5/2/2012—In the midst of various “good without God” campaigns, comes a revealing juxtaposition. Charles Murray, the conservative author of the controversial 1994 book, The Bell Curve, and original Swiss philosopher Alain de Botton, probably do not agree on much. But in their latest works, they seem to agree that secular institutions are unable to provide spiritual nourishment in our time and that an infusion of religion is needed.
I’m overstating for effect. They don’t entirely agree. In Coming Apart: The State of White America, Murray notes “an elite that is hollow at the core” and a lower class characterized by severe moral deterioration. Apparently he ends the book calling for a quasi-religious awakening (according to Andrew Hacker’s review in the New York Review of Books).
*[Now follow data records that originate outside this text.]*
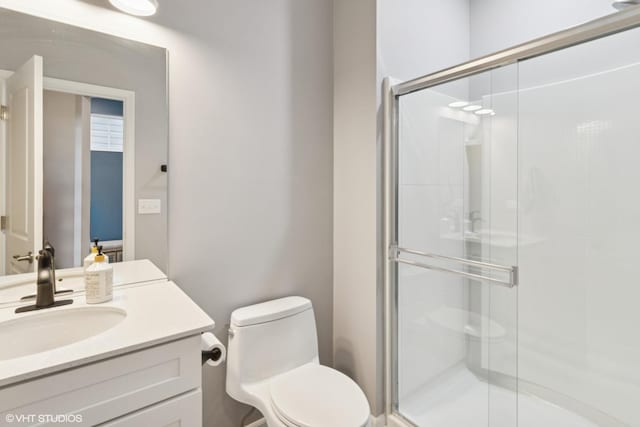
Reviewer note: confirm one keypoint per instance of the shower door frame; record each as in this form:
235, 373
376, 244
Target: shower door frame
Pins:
392, 90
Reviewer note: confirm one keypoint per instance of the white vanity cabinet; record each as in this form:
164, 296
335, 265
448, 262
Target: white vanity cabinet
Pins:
157, 386
144, 370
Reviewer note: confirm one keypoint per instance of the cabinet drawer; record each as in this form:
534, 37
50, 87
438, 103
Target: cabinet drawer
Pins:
108, 389
181, 411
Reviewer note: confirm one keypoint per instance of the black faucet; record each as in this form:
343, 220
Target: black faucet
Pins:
46, 282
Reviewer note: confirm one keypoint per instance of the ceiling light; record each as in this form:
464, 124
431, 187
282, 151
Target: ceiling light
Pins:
458, 104
136, 7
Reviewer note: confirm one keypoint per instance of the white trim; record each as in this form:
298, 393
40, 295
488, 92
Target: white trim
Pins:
3, 130
128, 178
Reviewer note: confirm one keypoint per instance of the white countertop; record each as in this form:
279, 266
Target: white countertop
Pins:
14, 287
157, 312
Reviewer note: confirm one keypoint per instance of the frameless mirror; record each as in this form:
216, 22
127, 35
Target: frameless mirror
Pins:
83, 144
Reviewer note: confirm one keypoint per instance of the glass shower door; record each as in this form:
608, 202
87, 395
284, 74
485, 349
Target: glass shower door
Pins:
579, 350
455, 347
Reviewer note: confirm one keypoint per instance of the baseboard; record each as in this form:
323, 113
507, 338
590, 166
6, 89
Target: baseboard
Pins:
378, 421
258, 423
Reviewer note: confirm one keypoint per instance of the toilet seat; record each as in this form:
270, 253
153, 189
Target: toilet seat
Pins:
313, 395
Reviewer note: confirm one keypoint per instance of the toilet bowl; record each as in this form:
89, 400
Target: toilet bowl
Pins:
272, 364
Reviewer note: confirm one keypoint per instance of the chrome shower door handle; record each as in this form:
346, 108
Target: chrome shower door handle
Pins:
29, 257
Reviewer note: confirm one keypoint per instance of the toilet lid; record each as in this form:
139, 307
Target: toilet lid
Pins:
313, 395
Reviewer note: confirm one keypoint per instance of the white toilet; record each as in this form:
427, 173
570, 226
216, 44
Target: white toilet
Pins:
272, 364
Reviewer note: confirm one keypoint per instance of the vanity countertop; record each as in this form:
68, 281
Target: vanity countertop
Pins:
156, 312
14, 287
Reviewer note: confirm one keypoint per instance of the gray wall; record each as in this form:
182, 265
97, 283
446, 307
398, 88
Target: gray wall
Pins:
357, 297
59, 130
251, 163
86, 56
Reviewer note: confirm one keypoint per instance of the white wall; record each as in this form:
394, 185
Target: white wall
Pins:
411, 42
250, 176
499, 24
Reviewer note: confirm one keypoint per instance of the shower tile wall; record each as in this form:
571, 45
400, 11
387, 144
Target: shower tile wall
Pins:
431, 205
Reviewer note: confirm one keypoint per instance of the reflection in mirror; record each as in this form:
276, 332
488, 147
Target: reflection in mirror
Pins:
83, 142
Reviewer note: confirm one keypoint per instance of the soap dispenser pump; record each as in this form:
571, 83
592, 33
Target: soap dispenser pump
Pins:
98, 280
90, 259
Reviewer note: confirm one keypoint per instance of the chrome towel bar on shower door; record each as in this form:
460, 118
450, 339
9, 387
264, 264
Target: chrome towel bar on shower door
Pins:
395, 253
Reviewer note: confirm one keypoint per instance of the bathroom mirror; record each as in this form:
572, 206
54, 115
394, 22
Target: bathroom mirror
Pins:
83, 144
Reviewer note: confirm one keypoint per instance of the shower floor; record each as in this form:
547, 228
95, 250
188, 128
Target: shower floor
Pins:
460, 399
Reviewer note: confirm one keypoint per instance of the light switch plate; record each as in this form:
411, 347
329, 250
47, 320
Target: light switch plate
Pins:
149, 206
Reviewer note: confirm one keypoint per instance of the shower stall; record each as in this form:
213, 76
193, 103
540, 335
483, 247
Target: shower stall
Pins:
512, 228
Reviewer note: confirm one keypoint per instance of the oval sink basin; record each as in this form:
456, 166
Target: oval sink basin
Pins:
47, 331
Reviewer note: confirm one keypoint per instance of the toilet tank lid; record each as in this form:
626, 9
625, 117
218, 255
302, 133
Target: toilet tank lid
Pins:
269, 311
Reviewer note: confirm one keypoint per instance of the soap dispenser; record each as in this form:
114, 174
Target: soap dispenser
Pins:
98, 280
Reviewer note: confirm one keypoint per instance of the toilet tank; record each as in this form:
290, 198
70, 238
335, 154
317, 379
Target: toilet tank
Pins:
268, 339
In contrast, Alain de Botton’s new book, Religion for Atheists, argues for only parts of the religious traditions. But he does note that when religion was more influential, social institutions cared about souls. Now they do not. And that is a great loss.
There is something here to ponder. For all the critiques of religion, a widespread nonbelief has not yet shown that it is spiritually sustainable on its own. The question has never been whether an individual can be good without God. That is obviously so. The question is whether a society that is without God can be good without at least a substitute for religion that contains some aspects traditionally associated with religion. The jury is out on that question.